Solar equipment suppliers postpone investments awaiting tax incentives

Estádio do Maracanã Postponements

The growth potential of solar energy in Brazil already attracts equipment manufacturers and eight months after the first successful auction in the segment, four companies have already committed to the installation of solar-power plants in the country. But the government’s delay in approving tax incentives for the industry has led to the reduction or postponement of plans and remains an obstacle to higher investment attraction.

 

BYD delaying solar investment

China’s BYD had planned to invest R$150 million to set up a module factory in Campinas, in the interior of São Paulo. The company had planned to start production in the first half of 2016, with capacity of 400 megawatts, but now it’s more likely that this amount will be reduced to only 150MW, says Adalberto Maluf, BYD director of government relations and marketing.
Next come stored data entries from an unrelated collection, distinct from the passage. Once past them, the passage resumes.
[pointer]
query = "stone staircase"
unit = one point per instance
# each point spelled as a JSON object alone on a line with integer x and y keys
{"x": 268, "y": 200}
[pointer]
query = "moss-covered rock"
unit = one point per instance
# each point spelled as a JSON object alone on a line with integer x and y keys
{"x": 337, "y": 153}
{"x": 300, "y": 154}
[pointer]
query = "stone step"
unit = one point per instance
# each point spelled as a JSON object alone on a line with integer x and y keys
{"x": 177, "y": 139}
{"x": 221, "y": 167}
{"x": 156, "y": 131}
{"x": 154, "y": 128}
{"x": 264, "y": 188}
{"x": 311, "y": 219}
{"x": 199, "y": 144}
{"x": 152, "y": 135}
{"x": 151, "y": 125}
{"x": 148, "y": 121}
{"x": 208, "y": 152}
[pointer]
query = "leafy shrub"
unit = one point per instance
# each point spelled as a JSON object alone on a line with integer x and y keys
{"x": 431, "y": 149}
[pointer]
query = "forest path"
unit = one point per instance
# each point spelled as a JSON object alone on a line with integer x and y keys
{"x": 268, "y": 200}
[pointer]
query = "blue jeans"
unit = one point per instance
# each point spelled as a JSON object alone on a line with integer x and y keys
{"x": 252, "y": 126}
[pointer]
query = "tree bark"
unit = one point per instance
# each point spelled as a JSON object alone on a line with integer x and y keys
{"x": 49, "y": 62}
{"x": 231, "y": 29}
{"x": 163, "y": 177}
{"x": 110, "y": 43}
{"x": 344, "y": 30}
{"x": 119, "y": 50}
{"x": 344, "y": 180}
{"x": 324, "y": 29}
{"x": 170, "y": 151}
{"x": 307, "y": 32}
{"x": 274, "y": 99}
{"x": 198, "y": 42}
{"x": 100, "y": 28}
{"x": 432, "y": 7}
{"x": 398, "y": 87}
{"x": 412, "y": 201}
The first company to announce plans to install a plant in Brazil, SunEdison has not yet started taking the facilities of the paper. The American company entered into a supply agreement with Renova Energy, which sold 107 MWp in the auction of October 2014, and at the time, intended to invest about $ 30 million to build a module assembly plant and tracking devices solar, so-called “trackers”.
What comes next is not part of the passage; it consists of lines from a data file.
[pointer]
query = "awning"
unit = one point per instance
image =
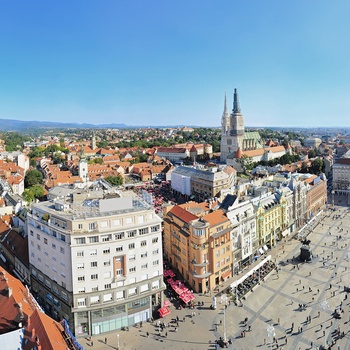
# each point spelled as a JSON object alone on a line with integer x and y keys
{"x": 187, "y": 297}
{"x": 164, "y": 311}
{"x": 226, "y": 274}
Also in the Northeast, the PB Construction signed a memorandum of understanding to build a panel unit in the port of Pecém, in Ceará, with total investment of R$ 40 million. According to the director of new business of the company, Luiz Eduardo de Moraes, there is a partnership with Chinese investors, whose names can not be disclosed.

In May Bloomberg reported that panel makers such as Yingli had put local manufacturing plans on hold following a 20% drop in the value of the Brazilian real since the country released the results of its first solar auction in October 2014.

Six of eight auction winners last year have yet to announce how they will procure panels for their projects, said the report.